Multihull World Magazine. LW35 Delivery Review article


OUR first open water passage in our Lightwave 10.5 catamaran would be from the Gold Coast to Hastings in Westernport Bay, Victoria. Over the past 10 months, our boat was a resident of the Hope Harbour Marina. Although we tried to take as many long weekends from our jobs in Melbourne to use Zig Zag, we only accomplished five trips to use our new boat. Our first trip saw us married aboard the boat and a honeymoon of 10 days. It was glorious except that my mother-in-law had joined us from the 30 Multihull World United States. To this day I have not quite figured out how this happened.

We had another couple to crew with us on the trip and they arrived in early January right after the New Year celebrations. The southerlies were blowing at this time so we all took a few sails to familiarise the new crew with the boat.
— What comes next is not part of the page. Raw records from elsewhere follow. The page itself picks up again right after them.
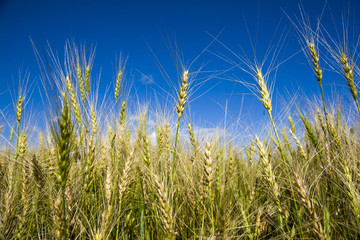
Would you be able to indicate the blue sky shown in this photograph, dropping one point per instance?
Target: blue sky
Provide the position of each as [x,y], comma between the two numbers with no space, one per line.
[132,28]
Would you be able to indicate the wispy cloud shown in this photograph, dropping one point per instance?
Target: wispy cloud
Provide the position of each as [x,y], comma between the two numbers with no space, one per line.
[146,79]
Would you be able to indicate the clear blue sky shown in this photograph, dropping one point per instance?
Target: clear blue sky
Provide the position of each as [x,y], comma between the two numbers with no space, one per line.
[131,27]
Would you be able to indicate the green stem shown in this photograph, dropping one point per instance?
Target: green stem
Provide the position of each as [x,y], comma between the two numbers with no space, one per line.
[174,153]
[287,171]
[64,213]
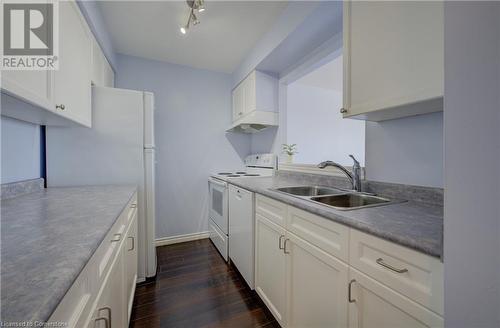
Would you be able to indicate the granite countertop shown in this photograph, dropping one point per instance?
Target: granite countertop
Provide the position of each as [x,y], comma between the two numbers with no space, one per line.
[416,225]
[47,238]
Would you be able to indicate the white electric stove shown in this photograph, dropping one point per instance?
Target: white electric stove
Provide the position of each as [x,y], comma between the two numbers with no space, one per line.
[256,165]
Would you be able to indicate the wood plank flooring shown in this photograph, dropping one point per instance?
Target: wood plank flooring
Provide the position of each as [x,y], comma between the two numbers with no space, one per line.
[196,288]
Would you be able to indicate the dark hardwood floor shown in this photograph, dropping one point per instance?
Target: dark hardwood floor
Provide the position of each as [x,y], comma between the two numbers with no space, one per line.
[196,288]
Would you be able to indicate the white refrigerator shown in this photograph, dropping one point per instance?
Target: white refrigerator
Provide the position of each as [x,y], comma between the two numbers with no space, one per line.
[118,149]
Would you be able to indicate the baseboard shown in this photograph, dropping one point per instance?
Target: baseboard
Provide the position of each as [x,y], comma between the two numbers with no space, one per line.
[182,238]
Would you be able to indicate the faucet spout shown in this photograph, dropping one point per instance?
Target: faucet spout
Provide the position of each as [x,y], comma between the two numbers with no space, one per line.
[354,177]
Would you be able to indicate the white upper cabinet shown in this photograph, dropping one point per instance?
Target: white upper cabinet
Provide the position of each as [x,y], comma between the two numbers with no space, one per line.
[393,59]
[258,91]
[63,96]
[72,90]
[102,73]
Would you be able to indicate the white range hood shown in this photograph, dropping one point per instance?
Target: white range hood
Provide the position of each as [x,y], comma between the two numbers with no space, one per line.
[255,121]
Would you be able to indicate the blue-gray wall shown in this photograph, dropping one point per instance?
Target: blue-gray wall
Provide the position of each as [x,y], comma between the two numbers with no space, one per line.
[407,150]
[472,161]
[20,155]
[193,110]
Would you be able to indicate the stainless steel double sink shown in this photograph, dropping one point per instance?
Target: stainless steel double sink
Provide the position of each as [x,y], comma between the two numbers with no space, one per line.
[337,198]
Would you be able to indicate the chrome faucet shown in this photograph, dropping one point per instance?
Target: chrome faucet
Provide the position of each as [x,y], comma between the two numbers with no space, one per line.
[354,177]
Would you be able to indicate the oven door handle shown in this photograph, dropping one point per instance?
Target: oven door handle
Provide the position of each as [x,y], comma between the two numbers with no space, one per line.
[218,183]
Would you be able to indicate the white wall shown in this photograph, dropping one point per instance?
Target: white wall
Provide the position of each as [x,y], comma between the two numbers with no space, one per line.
[472,164]
[193,109]
[407,150]
[20,155]
[315,124]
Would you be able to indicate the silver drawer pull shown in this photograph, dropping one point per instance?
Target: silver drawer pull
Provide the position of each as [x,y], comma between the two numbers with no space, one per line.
[133,243]
[381,262]
[106,322]
[281,242]
[284,246]
[108,319]
[116,237]
[349,293]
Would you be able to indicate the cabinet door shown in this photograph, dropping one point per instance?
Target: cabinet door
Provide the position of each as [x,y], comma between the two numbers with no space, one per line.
[110,309]
[316,286]
[130,265]
[391,59]
[238,102]
[270,266]
[250,94]
[32,86]
[72,86]
[375,305]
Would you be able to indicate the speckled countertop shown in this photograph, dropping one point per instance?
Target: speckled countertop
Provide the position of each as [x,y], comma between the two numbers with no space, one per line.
[413,224]
[47,237]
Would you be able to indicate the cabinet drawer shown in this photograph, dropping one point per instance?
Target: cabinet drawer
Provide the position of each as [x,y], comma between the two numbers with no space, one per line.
[330,236]
[411,273]
[77,303]
[272,210]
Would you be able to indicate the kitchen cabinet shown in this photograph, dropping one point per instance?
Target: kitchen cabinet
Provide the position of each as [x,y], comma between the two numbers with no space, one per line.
[329,275]
[34,87]
[130,266]
[393,63]
[102,294]
[102,73]
[316,286]
[72,90]
[374,305]
[257,92]
[270,266]
[110,309]
[61,97]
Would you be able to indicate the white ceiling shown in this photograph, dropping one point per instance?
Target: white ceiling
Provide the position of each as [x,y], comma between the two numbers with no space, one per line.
[328,76]
[227,32]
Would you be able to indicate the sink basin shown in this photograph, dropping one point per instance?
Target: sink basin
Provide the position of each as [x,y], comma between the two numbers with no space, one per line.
[310,191]
[351,201]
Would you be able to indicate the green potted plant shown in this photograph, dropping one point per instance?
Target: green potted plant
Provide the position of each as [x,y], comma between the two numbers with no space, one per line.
[289,150]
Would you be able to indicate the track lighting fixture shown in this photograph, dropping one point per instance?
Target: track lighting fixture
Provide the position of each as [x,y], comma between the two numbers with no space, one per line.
[195,5]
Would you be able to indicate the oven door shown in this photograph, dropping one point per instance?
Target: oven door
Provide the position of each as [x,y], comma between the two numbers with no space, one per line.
[218,207]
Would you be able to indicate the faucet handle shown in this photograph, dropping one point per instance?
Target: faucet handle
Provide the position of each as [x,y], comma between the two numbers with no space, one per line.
[356,163]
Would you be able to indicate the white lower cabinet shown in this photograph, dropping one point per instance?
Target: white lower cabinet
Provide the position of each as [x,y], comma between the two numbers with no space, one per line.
[102,295]
[316,286]
[306,278]
[110,309]
[130,267]
[270,266]
[374,305]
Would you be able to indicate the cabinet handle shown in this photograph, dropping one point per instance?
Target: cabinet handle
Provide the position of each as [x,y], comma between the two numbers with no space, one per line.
[380,261]
[107,309]
[281,238]
[106,322]
[117,237]
[284,246]
[349,298]
[133,243]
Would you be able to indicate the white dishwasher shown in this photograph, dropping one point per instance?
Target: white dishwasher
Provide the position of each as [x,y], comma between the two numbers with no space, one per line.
[241,232]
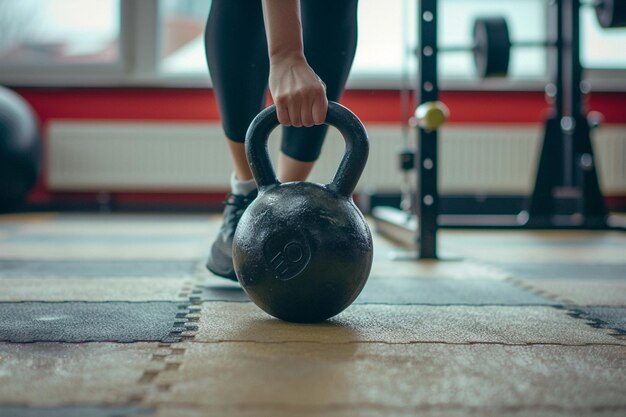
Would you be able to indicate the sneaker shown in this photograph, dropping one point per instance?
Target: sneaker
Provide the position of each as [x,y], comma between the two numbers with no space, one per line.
[220,260]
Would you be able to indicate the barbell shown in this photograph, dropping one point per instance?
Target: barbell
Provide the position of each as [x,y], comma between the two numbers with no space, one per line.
[491,48]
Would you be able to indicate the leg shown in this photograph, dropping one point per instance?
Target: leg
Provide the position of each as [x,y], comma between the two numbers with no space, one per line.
[236,52]
[330,33]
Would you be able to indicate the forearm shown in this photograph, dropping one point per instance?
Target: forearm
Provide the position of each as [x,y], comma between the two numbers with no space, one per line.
[283,28]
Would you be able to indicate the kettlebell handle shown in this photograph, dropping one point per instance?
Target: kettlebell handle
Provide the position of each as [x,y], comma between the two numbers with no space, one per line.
[350,167]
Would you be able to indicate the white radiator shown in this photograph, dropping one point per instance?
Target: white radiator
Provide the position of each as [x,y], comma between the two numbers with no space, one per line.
[187,156]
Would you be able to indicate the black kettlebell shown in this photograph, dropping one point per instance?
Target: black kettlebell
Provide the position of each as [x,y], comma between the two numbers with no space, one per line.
[303,251]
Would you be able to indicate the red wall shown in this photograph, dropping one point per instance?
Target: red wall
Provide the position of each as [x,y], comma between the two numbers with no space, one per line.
[372,106]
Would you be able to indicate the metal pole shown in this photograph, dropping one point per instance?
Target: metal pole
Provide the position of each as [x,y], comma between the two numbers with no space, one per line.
[428,204]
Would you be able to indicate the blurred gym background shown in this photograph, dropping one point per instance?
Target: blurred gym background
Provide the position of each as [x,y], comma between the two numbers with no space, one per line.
[128,121]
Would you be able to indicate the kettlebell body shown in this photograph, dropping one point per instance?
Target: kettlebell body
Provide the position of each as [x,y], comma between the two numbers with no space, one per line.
[303,251]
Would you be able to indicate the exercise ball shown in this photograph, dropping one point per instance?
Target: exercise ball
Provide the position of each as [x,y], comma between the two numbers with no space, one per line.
[20,150]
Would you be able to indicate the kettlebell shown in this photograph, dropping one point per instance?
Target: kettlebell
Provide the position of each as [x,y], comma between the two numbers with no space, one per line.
[303,251]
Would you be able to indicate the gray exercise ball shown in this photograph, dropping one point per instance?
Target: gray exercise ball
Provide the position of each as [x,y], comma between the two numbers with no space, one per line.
[20,150]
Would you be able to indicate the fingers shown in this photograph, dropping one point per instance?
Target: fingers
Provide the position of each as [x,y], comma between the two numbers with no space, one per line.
[302,109]
[282,111]
[319,110]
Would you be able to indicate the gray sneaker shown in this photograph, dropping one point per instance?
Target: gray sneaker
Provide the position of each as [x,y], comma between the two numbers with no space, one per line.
[220,260]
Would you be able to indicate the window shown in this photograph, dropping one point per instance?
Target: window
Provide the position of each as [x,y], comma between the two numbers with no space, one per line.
[601,48]
[181,25]
[161,42]
[59,32]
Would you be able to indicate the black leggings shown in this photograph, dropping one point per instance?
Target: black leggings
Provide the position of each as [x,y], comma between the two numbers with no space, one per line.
[236,51]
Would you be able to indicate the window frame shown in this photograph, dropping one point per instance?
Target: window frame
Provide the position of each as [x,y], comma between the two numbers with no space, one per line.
[138,66]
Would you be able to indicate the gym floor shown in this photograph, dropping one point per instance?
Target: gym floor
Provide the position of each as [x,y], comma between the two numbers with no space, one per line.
[115,315]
The facilities at Hope Harbour Marina are great and we took advantage of these while we waited for the northerlies to come in.

We were all anxious to get going. Our crew had commitments in two weeks and we wanted to reach Melbourne to wrap up the sale and transfer of the business and start cruising. Our plan was to start from Westernport Bay and go north as far as we could and then catch the northerlies back to the Gold Coast for the summer. It was to be our first cruising season and we were ready to begin.
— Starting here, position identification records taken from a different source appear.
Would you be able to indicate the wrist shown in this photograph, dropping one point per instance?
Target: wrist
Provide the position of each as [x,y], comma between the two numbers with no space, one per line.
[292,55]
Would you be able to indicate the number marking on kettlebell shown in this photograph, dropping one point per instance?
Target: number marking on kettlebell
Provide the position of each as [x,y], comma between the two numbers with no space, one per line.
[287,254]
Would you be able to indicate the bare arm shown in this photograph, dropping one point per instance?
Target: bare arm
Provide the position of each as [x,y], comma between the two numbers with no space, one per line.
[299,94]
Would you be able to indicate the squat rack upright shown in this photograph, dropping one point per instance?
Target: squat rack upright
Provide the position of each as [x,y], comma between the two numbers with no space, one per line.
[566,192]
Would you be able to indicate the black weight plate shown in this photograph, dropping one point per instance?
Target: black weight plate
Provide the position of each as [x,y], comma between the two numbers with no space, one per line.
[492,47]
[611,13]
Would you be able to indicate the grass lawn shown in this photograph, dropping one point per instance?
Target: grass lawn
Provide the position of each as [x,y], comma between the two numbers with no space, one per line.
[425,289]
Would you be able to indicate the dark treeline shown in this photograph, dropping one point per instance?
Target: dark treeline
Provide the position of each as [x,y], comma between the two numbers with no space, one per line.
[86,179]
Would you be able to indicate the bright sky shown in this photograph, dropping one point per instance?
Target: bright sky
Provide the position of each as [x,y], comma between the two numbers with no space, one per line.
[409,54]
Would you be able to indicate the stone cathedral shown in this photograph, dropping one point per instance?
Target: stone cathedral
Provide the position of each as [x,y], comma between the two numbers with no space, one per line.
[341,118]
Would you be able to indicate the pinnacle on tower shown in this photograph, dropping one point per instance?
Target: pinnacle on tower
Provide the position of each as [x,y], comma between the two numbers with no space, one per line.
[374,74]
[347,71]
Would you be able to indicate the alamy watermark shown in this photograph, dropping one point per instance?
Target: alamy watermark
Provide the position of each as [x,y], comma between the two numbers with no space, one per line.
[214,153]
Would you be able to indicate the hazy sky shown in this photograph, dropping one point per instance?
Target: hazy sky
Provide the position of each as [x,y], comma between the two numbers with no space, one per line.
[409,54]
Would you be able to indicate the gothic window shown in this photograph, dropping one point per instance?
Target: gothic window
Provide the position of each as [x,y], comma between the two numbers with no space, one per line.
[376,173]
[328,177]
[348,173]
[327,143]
The start of the trip was early Friday morning at 0400. We all had a quick breakfast and by 0500 we had cast off the lines and began to motor out to the Gold Coast Seaway. The predicted northerlies had not quite filled in and there was virtually no wind. The water was like glass as we glided along in the early morning hour. We ticked off the lights as we navigated our way down through the Broadwaters and finally at 0600 we exited the seaway and began the journey south.

The seas were a little lumpy from the southerly that had blown through earlier and we all were a little green for the first couple of shifts. Even our two British Shorthair cats (Lucy and Chester) were a little woozy. We had decided on four hour shifts between 0600 and 1800 and three hour shifts between 1800 and 0600. This would ensure that everyone rotated around the clock and good sleep would be had during the day.
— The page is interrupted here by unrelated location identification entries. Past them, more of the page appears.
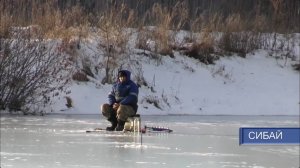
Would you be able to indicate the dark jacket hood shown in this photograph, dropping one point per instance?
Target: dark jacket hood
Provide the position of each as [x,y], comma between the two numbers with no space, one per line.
[128,74]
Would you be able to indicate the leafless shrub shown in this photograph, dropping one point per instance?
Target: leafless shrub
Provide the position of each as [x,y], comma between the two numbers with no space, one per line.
[112,24]
[30,71]
[204,52]
[80,76]
[166,19]
[240,42]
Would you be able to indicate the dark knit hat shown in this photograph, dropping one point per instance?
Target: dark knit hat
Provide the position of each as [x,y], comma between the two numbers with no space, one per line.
[122,73]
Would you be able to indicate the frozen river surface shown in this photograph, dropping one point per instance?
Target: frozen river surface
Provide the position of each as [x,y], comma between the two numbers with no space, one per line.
[60,141]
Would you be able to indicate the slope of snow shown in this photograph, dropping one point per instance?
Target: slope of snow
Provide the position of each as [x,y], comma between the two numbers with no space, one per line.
[255,85]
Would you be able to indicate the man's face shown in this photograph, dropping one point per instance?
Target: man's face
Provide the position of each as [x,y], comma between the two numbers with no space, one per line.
[122,79]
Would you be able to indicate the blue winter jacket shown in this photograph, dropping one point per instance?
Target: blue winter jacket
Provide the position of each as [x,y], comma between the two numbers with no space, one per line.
[125,93]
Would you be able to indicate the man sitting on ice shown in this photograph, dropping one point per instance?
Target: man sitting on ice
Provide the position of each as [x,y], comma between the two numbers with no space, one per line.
[122,101]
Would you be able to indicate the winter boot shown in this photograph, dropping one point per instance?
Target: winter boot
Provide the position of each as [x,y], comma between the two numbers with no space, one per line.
[113,122]
[120,125]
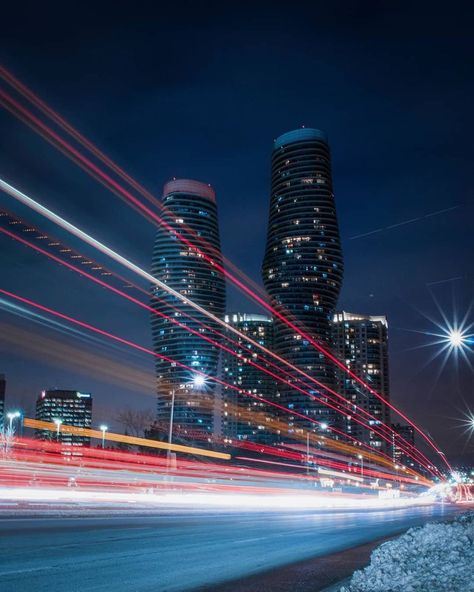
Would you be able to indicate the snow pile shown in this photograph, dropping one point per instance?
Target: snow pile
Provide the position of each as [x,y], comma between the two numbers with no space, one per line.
[432,558]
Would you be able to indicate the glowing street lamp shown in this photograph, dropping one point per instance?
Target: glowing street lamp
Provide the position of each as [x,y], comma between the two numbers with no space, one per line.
[103,428]
[58,423]
[12,415]
[456,338]
[361,458]
[198,381]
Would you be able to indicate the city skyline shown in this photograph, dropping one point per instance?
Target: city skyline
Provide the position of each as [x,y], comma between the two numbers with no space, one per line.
[384,147]
[131,405]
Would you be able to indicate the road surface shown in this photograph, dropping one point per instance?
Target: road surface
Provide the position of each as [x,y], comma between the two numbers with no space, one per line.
[179,551]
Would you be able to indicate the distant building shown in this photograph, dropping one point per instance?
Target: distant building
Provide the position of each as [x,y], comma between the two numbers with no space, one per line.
[3,384]
[72,408]
[191,211]
[399,457]
[361,342]
[302,269]
[244,417]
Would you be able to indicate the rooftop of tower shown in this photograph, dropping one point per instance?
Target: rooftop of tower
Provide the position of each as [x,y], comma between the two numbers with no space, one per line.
[189,186]
[340,317]
[304,133]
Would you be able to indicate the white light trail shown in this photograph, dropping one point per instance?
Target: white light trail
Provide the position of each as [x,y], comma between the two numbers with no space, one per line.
[230,501]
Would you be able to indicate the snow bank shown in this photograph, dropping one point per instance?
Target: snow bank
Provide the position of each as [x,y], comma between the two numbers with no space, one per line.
[431,558]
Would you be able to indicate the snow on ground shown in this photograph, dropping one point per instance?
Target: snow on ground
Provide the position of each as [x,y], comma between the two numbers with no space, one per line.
[431,558]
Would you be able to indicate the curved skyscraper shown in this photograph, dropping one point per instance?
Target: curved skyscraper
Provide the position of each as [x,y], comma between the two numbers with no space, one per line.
[191,211]
[303,265]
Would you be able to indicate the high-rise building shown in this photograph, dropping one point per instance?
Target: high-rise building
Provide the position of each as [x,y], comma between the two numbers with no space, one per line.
[244,417]
[3,384]
[303,265]
[361,343]
[191,212]
[399,455]
[72,408]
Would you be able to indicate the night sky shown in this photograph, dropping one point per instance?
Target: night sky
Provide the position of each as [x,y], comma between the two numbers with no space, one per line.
[201,91]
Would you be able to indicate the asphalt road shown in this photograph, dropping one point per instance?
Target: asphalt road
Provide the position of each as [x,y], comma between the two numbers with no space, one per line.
[179,551]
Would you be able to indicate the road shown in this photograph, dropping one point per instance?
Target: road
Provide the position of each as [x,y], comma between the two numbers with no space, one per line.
[179,551]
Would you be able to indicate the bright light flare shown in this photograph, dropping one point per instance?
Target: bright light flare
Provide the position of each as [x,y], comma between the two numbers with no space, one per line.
[456,338]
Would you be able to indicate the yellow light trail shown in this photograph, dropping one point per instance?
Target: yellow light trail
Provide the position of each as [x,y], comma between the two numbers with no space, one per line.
[112,437]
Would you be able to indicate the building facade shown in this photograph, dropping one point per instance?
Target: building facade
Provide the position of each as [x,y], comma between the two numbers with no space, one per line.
[303,265]
[245,417]
[361,342]
[399,456]
[191,213]
[72,408]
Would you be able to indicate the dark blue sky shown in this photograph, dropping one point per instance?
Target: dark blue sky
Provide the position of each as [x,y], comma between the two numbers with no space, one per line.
[201,91]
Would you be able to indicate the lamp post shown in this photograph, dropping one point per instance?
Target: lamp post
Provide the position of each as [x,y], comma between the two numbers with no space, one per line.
[12,415]
[307,453]
[103,428]
[361,458]
[170,432]
[58,423]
With hardly any wind we motored for the first 10 hours but the predicted northerlies kicked in and we were sailing along at nine to 10 knots. Zig Zag had kicked up her skirts and was moving along nicely. It was a welcome relief not to be listening to the engines churn out the Saudia Arabian National Anthem.

The first night passage was a real treat for my wife who had no real sailing experience. Not knowing what to expect is a great worry and I remember my own first night passage as if it happened yesterday. No amount of reading can prepare you and after the second shift, you have learned more than you have ever read. Our shifts just happened to take in the sunset and sunrise and the first ones experienced on the open water were really special. I enjoyed the look in her eyes as we watched the sun descend over the land in the far horizon. At 10 miles out it was hard to pick up the line of the land and it looked like the sun was setting on the water. The sunrise the following morning was just as special as clouds turn pink when the rising sun extinguished the grey false dawn.

After sailing for 34 hours, we got caught in a southerly change that created conditions that led to the dreaded bashing. Our passage up to this point had been flawless. The GPS and autopilot were handling the task of steering Zig Zag with no problems. We were reduced to taking a fixed position every 30 minutes for something to do to break the monotony. However, this southerly change was more than we wanted to deal with so we turned around and ducked into Camden Haven. We had completed 228 miles in the first leg for an average of 6.7 knots. Not too shabby for the motorised start.

Camden Haven is a beautiful anchorage and we were lucky in crossing the bar as it was the fifth hour of the rising tide and very tame. We tied up to the pier in front of the local RSL, ate a quick lunch, and turned in for a nap. The plan was to have dinner at the RSL, turn in for an early evening and leave tomorrow on the rising tide if the southerly had blown itself out. Well, our crew was up and ready to leave at 1900 but we were still asleep and were loath to wake us. We actually slept all the way through the night and learned of the fabulous meal the following morning while we had breakfast.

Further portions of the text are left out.